Он постепенно приходил в себя. В глазах застыло одно лишь удивление. Она знала, что нужно действовать немедленно, но ей необходимо было узнать.
— Почему?
Он осторожно прикоснулся рукой к лицу.
— Скажи мне, — произнесла она, — ты должен мне по меньшей мере это.
Он вздохнул и опустил руку. На его пальцах была кровь. Локтем она разбила ему нежную кожу над глазом.
— Ты знаешь историю о двух мастерах кэндо, [76] которые оба очень хорошо умели ловить птиц голыми руками? — Его голос звучал подчеркнуто дружелюбно.
— Что? — Она уставилась на него, смущенная и встревоженная.
— Но один из них был более искусен в своем деле. Ему удавалось поймать птицу, не причинив ей при этом никакого вреда. А другой всегда оказывался с мертвой птицей в кулаке. — Он пожал плечами. — Как я.
— О чем ты, черт возьми, говоришь?
— Я не хотел, чтобы все эти парни умерли, Миа. Я искренне восхищался ими. Они были моими друзьями. По своей сути я вор, а не убийца. Если бы я мог похищать их ци, не причиняя им вреда, я бы делал это. Но я очень неловок. Когда я прикасаюсь… я убиваю.
— И тебе все равно?
— Мне не все равно. Но для того, чтобы я продолжал жить, кто-то должен умереть. Вот так вот просто. Мне было необходимо то, что они могли мне дать.
— Ци.
— В твоем случае это исцеляющее прикосновение. Вай ци. Твоя энергия исходит из тебя и питает тех, на кого она направлена. Со мной же все наоборот. Мое прикосновение высасывает из людей ци, которая становится моей. Я нуждаюсь в ней, как больной нуждается в переливании крови.

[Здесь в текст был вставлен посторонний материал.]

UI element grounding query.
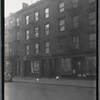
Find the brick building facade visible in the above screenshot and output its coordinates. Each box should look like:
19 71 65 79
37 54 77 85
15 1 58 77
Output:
5 0 97 77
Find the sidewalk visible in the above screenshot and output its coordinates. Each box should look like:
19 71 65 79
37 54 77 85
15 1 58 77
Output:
13 77 96 88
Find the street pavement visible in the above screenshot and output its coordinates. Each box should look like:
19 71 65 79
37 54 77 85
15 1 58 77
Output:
4 82 96 100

— Но ты не больной. Ты вампир! — Она сглотнула, стараясь удержать голос на ровных тонах. — Но почему бойцы?
— Потому что ци бойцов подобна молнии. Кроме того, доджо — это закрытое, самодостаточное пространство. Как лаборатория.

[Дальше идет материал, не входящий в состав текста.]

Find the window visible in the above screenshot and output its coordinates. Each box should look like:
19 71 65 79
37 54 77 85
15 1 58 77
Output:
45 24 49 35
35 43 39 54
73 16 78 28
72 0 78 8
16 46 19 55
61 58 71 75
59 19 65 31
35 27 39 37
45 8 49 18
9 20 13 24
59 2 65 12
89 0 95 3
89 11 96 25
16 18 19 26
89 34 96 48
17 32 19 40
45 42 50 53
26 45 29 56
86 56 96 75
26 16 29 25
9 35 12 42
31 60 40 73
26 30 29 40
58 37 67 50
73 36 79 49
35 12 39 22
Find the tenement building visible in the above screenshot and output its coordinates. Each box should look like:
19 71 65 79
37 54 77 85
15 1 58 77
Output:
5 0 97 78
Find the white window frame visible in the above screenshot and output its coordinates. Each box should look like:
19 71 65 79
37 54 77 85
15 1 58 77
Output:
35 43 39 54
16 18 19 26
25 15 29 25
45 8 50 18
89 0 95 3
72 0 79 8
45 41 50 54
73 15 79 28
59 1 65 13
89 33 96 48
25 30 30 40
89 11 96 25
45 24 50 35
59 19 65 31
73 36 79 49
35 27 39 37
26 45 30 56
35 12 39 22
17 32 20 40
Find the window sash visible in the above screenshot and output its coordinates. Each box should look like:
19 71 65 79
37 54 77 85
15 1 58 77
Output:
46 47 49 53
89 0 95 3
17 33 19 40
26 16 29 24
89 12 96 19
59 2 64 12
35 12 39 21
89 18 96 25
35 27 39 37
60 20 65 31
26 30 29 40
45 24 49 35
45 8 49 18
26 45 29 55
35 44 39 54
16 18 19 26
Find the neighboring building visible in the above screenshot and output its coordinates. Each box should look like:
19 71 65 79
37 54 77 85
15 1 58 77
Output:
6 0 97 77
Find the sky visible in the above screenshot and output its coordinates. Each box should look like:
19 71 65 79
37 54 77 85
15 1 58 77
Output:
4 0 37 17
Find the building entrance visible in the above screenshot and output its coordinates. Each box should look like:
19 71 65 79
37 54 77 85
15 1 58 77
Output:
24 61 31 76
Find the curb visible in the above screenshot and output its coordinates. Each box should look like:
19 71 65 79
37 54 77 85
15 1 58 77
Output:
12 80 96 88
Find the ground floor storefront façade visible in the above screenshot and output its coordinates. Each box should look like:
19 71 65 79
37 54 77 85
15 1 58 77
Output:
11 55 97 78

— Лаборатория, — повторила она, чувствуя непреодолимое желание ударить его. — Но почему именно эти люди? Ты что, бросаешь бумажки с именами в шляпу и тянешь жребий?
— Конечно, нет.
Он казался искренне оскорбленным.
— Тогда как же ты принимаешь решение?
— Люди всегда идут за теми, у кого большое сердце — у них самая сильная ци. Все бойцы обладают мужеством. Но я ищу одного, того, который не сдастся. Того, кто выползет из своего угла ринга даже в том случае, если получит серьезную травму, даже если будет знать наверняка, что для него все уже потеряно.
— Такого, как Ник.
Он молчал. Она чувствовала, что у нее все похолодело внутри.
— Ты откормил Ника, как теленка на убой. Ты помог ему достичь пика формы, а потом, когда его ци была наиболее сильной, нанес удар. Во время поединка он уже умирал. Ты уже забрал у него все, что тебе было нужно, во время последнего спарринга.
Он все так же не отвечал.
— Ник умирает?
— Мы все умираем.
— Ты можешь остановить это? Можешь обратить процесс?
— Дянь-сюэ нельзя аннулировать.
Она почувствовала, как ее сердце сдавила боль, и стала дышать неглубоко, стараясь ее контролировать.
— Я не позволю тебе выйти отсюда, — произнесла она медленно. — Я не могу позволить тебе уйти и продолжать убивать.